Criminals on prowl-It is standard police working to falsify its records and create eveidence to implicate people
Wrongful confinement, falsification of evidence are standard police procedures by JAVED IQBAL 9th Oct
Whistleblower and intelligence officer Sanjiv Bhatt was arrested for Section 341 (wrongful restraint), Section 342 (wrongful confinement), Section 189 (injury to public servant) and Section 193 and 195 (falsification of evidence) on 30 September 2011. There aren't many people who think his arrest isn't politically motivated, but if these charges were to be applied to the police machinery across the country, then a whole lot of them would/should be arrested, as "wrongful confinement" and "falsification of evidence" is almost standard operating procedure.
Jairam Khora, a sarpanch of Badapadar, Malkangiri was picked up by the Orissa police and handed over to the Chhattisgarh police on 14 September. He was detained without being charged, tortured and kept in custody for eight days and then released after he was forced to sign a statement saying he accompanied contractor B.K. Lala to pay off the Maoists on behalf of Essar Steel.
The police claims he was there on his free will, while the now-released Jairam Khora joins countless adivasis in Central India, to whom being "abducted" and "detained" by policemen is an event that takes place in frightening regularity.

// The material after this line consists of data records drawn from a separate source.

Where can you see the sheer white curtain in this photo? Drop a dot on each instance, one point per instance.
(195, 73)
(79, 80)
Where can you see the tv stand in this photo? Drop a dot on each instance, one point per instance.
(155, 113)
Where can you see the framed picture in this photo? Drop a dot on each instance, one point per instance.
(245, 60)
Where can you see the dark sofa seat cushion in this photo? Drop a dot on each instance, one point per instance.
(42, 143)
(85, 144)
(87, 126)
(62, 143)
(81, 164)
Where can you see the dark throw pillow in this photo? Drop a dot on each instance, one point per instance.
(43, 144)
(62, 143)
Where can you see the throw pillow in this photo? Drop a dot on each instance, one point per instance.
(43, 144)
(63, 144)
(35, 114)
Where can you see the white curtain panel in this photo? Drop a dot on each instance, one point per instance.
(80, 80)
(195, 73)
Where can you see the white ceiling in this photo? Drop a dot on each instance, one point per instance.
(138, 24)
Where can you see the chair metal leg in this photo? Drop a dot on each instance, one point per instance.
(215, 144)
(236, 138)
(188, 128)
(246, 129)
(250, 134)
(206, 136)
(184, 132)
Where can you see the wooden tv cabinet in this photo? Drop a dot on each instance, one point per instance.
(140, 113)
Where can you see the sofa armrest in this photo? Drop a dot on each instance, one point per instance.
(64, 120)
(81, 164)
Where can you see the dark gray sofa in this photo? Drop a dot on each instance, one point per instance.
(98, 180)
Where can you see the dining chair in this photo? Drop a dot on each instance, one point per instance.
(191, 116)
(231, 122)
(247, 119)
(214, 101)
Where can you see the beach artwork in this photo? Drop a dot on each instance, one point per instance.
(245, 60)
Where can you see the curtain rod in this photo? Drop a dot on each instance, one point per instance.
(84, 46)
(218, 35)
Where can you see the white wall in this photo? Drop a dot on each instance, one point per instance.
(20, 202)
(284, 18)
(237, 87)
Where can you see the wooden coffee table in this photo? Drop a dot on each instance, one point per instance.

This is true especially for the thousands of people living in the interior forests of Bastar, who have given up on travelling to local markets, or travelling through police checkposts, over risks of being interrogated, beaten or arrested simply by association.
Recently, recorded conversations have appeared where a policeman, Mankar, is talking to adivasi teacher and alleged Maoist, Soni Sodi, who is also accused in the Essar-Maoist nexus case, claiming all the charges against her and her nephew Lingaram Kodopi (who was once locked up in the police toilet for 40 days) are fabricated. Soni Sodi was arrested in Delhi on 4 October and she fears for her life, when the same Mankar of Kirandul police station is on record telling her that "she should allow herself to be arrested and that she would be released after three months".
Now in the case of Jairam Khora and the Soni Sodi, can Section 341 (wrongful restraint), Section 342 (wrongful confinement) and Section 195 (falsification of evidence) be used on the police?
Usually, no one ever files a complaint against the police for fear of further harassment. And no one held by the police is ever released from a police station without signing a blank sheet of paper.
Meanwhile in Orissa, on 11 May 2010, 17 Kondh adivasis from the village of Samna in Narayanpatna block, were apprehended by Greyhounds, then blindfolded, handcuffed and put on a helicopter and taken to Salur police station in Vizianagaram, Andhra Pradesh. There, they were interrogated, beaten and threatened not to support either the adivasi Kondh land movement, which is fighting land alienation, the Chasi Mulia Adivasi Sangh or the Maoists who were beginning to build a base in the area as soon as state repression fell hard on the adivasi movement. They were let off on 14 May, after three days in custody.
Land movements, specifically, suffer from mountains of false cases that remain a handy method of coercion and suppression available in the supermarket of state violence. On 26 September this year, a group of workers alleged to be goons, had attacked anti-Posco protestors while the police watched quietly. When Satyabati Swain, mother of Ranjan Swain, one of the leaders of the anti-Posco movement, who was hurt in the attack, had gone to the police station to lodge a complaint about the assault, she was jailed for a case of "wrongful assembly" from 2008.
As of May 2011, there were a total of 178 cases on the people protesting against Posco. Seven more were added in the last five months, including a charge of murder against the leader of the movement, Abhay Sahu, who had already spent time in prison.